Para além do escultor

O Abandonado, 1882

António Soares dos Reis foi um marco na escultura portuguesa. A afirmação parece um cliché, no entanto, olhando ao parco panorama da escultura produzida em Portugal na 2ª metade do século XIX, verificamos que o artista gaiense fez parte dum núcleo muito restrito, do qual sobressaem poucos mais nomes do que o de Vítor Bastos ou Alberto Nunes.

 As obras que nos legou são de uma qualidade e beleza inegáveis, assim como a sua capacidade única de conseguir retratar para além do visível, projectando na obra a personalidade dos vultos que representou. Quem vê O Desterrado quase espera que ele se levante do rochedo e siga o seu caminho. Em relação à obra que representa o Conde de Ferreira acreditamos que se baixe e nos estenda a mão para nos cumprimentar. Já o Abandonado temos vontade de pegar nele e levá-lo.

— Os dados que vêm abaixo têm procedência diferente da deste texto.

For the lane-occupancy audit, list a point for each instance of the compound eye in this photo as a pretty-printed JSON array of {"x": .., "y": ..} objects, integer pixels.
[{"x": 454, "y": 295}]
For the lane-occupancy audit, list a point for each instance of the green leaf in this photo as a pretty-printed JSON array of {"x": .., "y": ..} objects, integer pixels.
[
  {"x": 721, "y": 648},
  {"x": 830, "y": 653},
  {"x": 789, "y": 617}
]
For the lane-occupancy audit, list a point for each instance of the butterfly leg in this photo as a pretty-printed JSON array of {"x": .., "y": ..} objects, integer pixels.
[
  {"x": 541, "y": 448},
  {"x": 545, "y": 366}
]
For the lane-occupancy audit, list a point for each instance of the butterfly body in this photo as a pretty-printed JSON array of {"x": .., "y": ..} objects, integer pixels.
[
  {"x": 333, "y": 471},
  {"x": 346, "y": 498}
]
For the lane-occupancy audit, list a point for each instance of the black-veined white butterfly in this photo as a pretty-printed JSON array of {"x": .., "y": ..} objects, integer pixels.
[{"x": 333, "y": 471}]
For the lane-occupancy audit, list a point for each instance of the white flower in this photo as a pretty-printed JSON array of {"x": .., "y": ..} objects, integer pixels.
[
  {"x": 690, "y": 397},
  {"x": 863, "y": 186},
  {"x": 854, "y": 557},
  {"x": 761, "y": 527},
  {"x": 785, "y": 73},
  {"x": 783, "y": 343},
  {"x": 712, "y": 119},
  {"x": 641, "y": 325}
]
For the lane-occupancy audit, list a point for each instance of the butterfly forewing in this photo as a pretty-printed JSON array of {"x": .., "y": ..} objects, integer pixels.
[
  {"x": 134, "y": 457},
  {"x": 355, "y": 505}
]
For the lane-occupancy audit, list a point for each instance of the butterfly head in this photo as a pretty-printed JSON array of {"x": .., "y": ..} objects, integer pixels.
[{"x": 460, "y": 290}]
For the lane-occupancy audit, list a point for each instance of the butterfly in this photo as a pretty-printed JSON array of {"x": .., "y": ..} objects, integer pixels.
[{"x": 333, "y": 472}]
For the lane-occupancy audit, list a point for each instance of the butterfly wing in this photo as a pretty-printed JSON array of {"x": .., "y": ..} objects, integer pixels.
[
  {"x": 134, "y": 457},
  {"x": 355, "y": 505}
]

Soares dos Reis conseguia, como ninguém, dar uma dimensão humana às suas obras, quer pela qualidade da execução quer pela alma que lhes conseguia atribuir, características que fizeram dele um artista ímpar. Só isto bastaria para que merecesse ser recordado e apreciado, mas o seu lado de escultor era um dos muitos que o artista possuía e que faziam dele um personagem extraordinário.

Nas suas actividades de homem comum encontrava alegria nas mais pequenas e variadas coisas. Tinha uma outra paixão além das belas artes,  à qual dedicava muito do deu tempo e afeição, a jardinagem. O seu sonho era ter, junto à casa, um jardim onde pudesse cultivar as suas flores, que tratava com verdadeiro carinho.

No seu jardim, que o próprio delineou, encontravam-se os mais variados tipos de flores que partilhavam o espaço com inúmeras árvores de fruto sem esquecer as suas tão apreciadas alcachofras e os predilectos acantos. 

Na rua Pinto de Aguiar, à entrada da Quinta do Cedro, havia um jardim que foi delineado por Soares dos Reis que, terá projectado também, o jardim da vivenda do pai de um seu amigo, conhecido por Cunha da Raza. O gosto era tal que, amiúde, na companhia do seu amigo Diogo José de Macedo, fazia digressões pelos campos de Vila Nova de Gaia, à procura de fetos e miosótis.

 

Jardim da casa-oficina de António Soares dos Reis

Apesar do pouco que tirava dos seus trabalhos como escultor e do baixo ordenado que recebia enquanto professor na Academia, sempre que conseguia juntar algum dinheiro usava-o para comprar aos seus colegas obras de arte com que, todo satisfeito, decorava as paredes dos seus modestos aposento. Esta sua faceta Humanista era bem conhecida dos seus colegas e amigos, tantas foram as vezes que a puderam apreciar.

Se havia assunto que era caro ao escultor era a dinamização das artes e do seu ensino, assim como um maior reconhecimento para os artistas portugueses e as suas obras. Foi nesse sentido que Soares dos Reis se envolveu em inúmeros projectos, uns mais frutíferos que outros, conseguindo fazer pela arte portuguesa mais do que até então alguém havia feito. Na sua actividade enquanto professor na Academia Portuense de Belas Artes tentou, por várias vezes, aplicar programas de melhoria que aperfeiçoassem o ensino na Academia quer para os docentes quer para os discentes. O que não conseguiu realizar na Academia procurou fazê-lo com a criação de um Centro Artístico (o C.A.P.), juntamente com outros e artistas e estudiosos, e, na sequência deste, uma revista exclusivamente dedicada às Belas Artes (Arte Portugueza). Além da participação nesta revista participou também, enquanto repórter artístico, na revista O Occidente.